Prior to voting on reducing the penalties involved in simple marijuana possession, Clarkston City Councilman Mario Williams insisted that the city wasn’t trying to tread on local law enforcement’s ability to do its job.
“Officer safety is a big issue to everybody. Drugs is a big issue to everybody, especially possessing illegal drugs or drugs that are considered illegal,” Williams told the Clarkston audience. “Currently, in the state of Georgia, regardless of personal opinions, marijuana possession of any amount is prohibited. It is illegal. This particular ordinance that we passed does not prohibit an officer from exercising their discretion based on their personal experience and knowledge.”
If a police officer discovers pot on a citizen in Clarkston, it is up to that individual officer to decide how to proceed, Williams said.
“If an officer chooses to arrest under the misdemeanor statute for possession of an ounce or less, that is their choice. We trust them to make the right decision… I will give you a good example of this that was brought to my attention by our chief of police,” Williams said. “If someone possessed an ounce or less of marijuana, but an officer based on their experience and knowledge saw it cut up in certain baggies or maybe saw a scale with an ounce or less of marijuana, they can still be charged with felony possession.”

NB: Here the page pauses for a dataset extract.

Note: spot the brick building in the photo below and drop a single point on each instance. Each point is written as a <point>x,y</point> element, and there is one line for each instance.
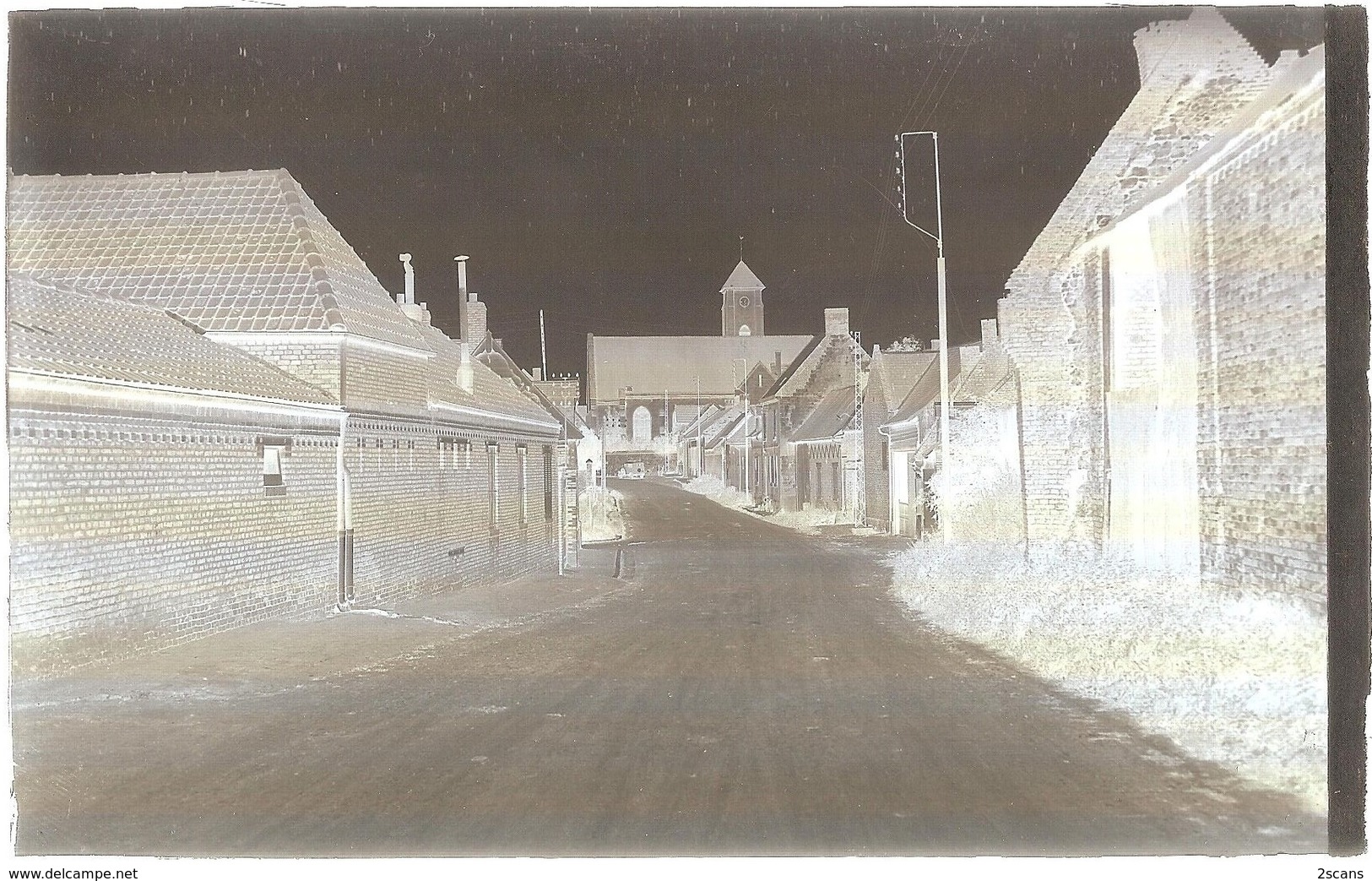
<point>1168,324</point>
<point>401,464</point>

Williams said Clarkston is simply trying to change an ordinance the city council felt was treating citizens unfairly.
“We don’t want anybody threatened or imprisoned for an ounce or less of marijuana possession, but we are not taking away the officer’s discretion either,” Williams said. “We are regulating in an area where the state of Georgia is allowing, not only Clarkston, but every city in this state the ability to regulate.”
The Clarkston City Council simply hopes its decision to change its local ordinance regarding marijuana possession will begin a statewide discussion about the topic.
“Right now, we encourage all cities around Georgia to take a strong look at their laws in this area because the Georgia Legislature allows them to look at their laws and it allows them to regulate in this area,” Williams said. “But there is no such thing as Clarkston city officials trying to decriminalize marijuana. We can’t do that by law. So we never were trying to do that.”